# Biting Ankles when leaving the house



## rpcvkatherine (Mar 23, 2004)

Sophie always bites my parents, sister, friends' ankles on their way out of my house. She does this at my parents house as well. She never goes after me, but as soon as someone heads for the door, she begins her attack. I had her in the office a couple times, and she did that to a couple of my staff when they were leaving my office. (she managed to rip a hole in the pants of a good friend, which surprised me since I had to have 8 teeth removed, including her front teeth). 

She was a stray and is about 5 years old. I have had her for a year + now and this has been going on since day one of her coming home to my house. 

Any suggestions?


----------



## Sylphide and Shrek's Mom (Dec 4, 2004)

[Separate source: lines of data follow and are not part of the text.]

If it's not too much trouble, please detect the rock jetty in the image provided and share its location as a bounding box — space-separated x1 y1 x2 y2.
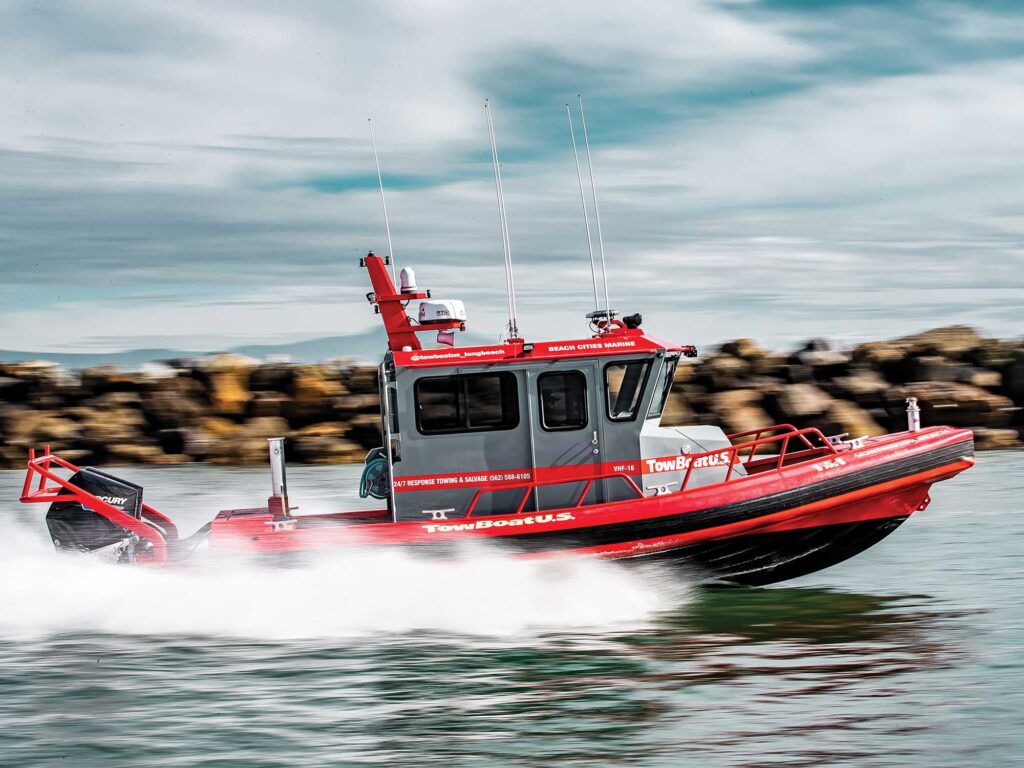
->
0 326 1024 468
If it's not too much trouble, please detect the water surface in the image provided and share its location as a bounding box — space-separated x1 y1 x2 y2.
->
0 453 1024 768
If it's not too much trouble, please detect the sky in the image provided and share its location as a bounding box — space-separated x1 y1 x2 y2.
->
0 0 1024 352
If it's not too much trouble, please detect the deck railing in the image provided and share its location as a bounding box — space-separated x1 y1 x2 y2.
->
465 472 643 517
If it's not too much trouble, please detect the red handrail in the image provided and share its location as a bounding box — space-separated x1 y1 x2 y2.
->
727 424 836 464
465 472 643 517
19 445 171 562
679 424 839 490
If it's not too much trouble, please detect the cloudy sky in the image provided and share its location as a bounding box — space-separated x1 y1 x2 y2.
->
0 0 1024 351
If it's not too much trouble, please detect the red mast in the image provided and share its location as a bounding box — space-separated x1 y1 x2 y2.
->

A recent dog whisperer episode addressed this very same behavior in a Maltese. This one's ankle biting escalated to the point that he was starting to break skin. You might want to see if you can find a copy of that episode.


----------



## Guest (Jul 25, 2005)

> _Originally posted by rpcvkatherine_@Jul 24 2005, 10:34 PM
> *Sophie always bites my parents, sister, friends' ankles on their way out of my house.  She does this at my parents house as well.  She never goes after me, but as soon as someone heads for the door, she begins her attack.  I had her in the office a couple times, and she did that to a couple of my staff when they were leaving my office.  (she managed to rip a hole in the pants of a good friend, which surprised me since I had to have 8 teeth removed, including her front teeth).
> 
> She was a stray and is about 5 years old.  I have had her for a year + now and this has been going on since day one of her coming home to my house.
> ...


[/QUOTE]


----------



## Laceys mom (Nov 12, 2004)

Lacey does this to my husband...only him. I think she thinks it is a game. She has never bit him but she will go after his pants. If he has shorts on she leaves him alone. She prances at his legs and does this cute little bark. I think she thinks this is his way of playing with her.


----------



## Furbaby's Mommie (Jul 10, 2004)

Sounds like an aggressive thing to me. See this link Here.


----------



## MalteseJane (Nov 21, 2004)

In a puppy you think it's a puppy thing, something moving and try to catch it and it's funny to them. In an adult it's different but I don't think it's really agressive. I think more of they don't want you to live. Of course it's annoying and you have to break that habit.


----------



## kodie (Aug 24, 2004)

Kodie will sometimes grab the bottom of my jeans and pull me to try to get my attention when he knows i'm leaving.. haha.. he doesnt bite...


----------